PCR法により増幅された目的遺伝子又はその発現量を定量する場合、異なる組織間や発生の様々な過程で、あるいは特定の実験処理により発現量が変動しないような遺伝子を内部標準遺伝子として用いることができればよい。しかし、PCR法の手法を用いて特定の検体中に存在する目的遺伝子又はその発現量を定量する場合は、精度が高いため、例えばGAPDHやβアクチンなどのように、一般的にハウスキーピング遺伝子として公知の遺伝子であっても、測定検体によっては、内部標準遺伝子としての機能を十分に発揮し得ない場合がある。測定手段によっては、測定対象となる検体により最適な内部標準遺伝子を選択する必要がある。
例えば、ヒト卵巣腫瘍における標的遺伝子の発現量を定量するのに適切な内部標準遺伝子を明らかにするため、各種研究で使用されている10種類のハウスキーピング遺伝子(ACTB, ALAS1, GAPDH, GUSB, HPRT1, PBGD, PPIA, PUM1, RPL29, TBP, 18S rRNA)を分析したことが報告されている(非特許文献1)。また、乳癌における適切な内部標準遺伝子を明らかにするため、8種類の遺伝子(RPLP0, TBP, PUM1, ACTB, GUS-B, ABL1, GAPDH , B2M)を分析したことが報告されている(非特許文献2)。さらに、癌を診断するための内部標準遺伝子の一つとしてPUM1を選択することが開示されている(特許文献1)。

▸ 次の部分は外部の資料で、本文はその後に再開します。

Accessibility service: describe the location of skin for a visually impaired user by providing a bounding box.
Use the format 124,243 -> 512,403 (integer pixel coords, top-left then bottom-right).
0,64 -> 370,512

ヒスタミンは、アレルギー疾患の主要メディエーターであり、標的細胞のヒスタミンH1受容体(以下、単に「H1R」という場合もある。)を解して主要な症状が発現される。アレルギー疾患は代表的な多因子疾患である。アレルギー疾患において発現異常が引き起こされている疾患関連遺伝子として、H1R遺伝子などが見出されている。アレルギー疾患では、例えばアレルギー性鼻炎が代表的なものとして挙げられる。患者の鼻粘膜検体中に認められる疾患関連遺伝子の発現状態が、アレルギー症状の重篤性に大きく影響することが考えられる。しかしながら、鼻粘膜検体中の内部標準遺伝子については、今まで報告されておらず、適切に鼻粘膜検体中の遺伝子発現量を測定しているとはいえなかった。
Anal Biochem Vol.394 No.1 Page.110-116 (2009)
BMC Cancer 2008 Vol.8; doi:10.1186/1471-2407/8/20
本発明は、鼻粘膜検体中に存在する目的遺伝子の発現量を正確に測定しうる方法を提供することを課題とする。即ち、鼻粘膜検体中に存在する目的遺伝子の発現量を測定する際に用いる適切な内部標準遺伝子を提供することを課題とし、さらには、当該内部標準遺伝子を用いる鼻粘膜検体中の目的遺伝子発現量の測定方法を提供することを課題とする。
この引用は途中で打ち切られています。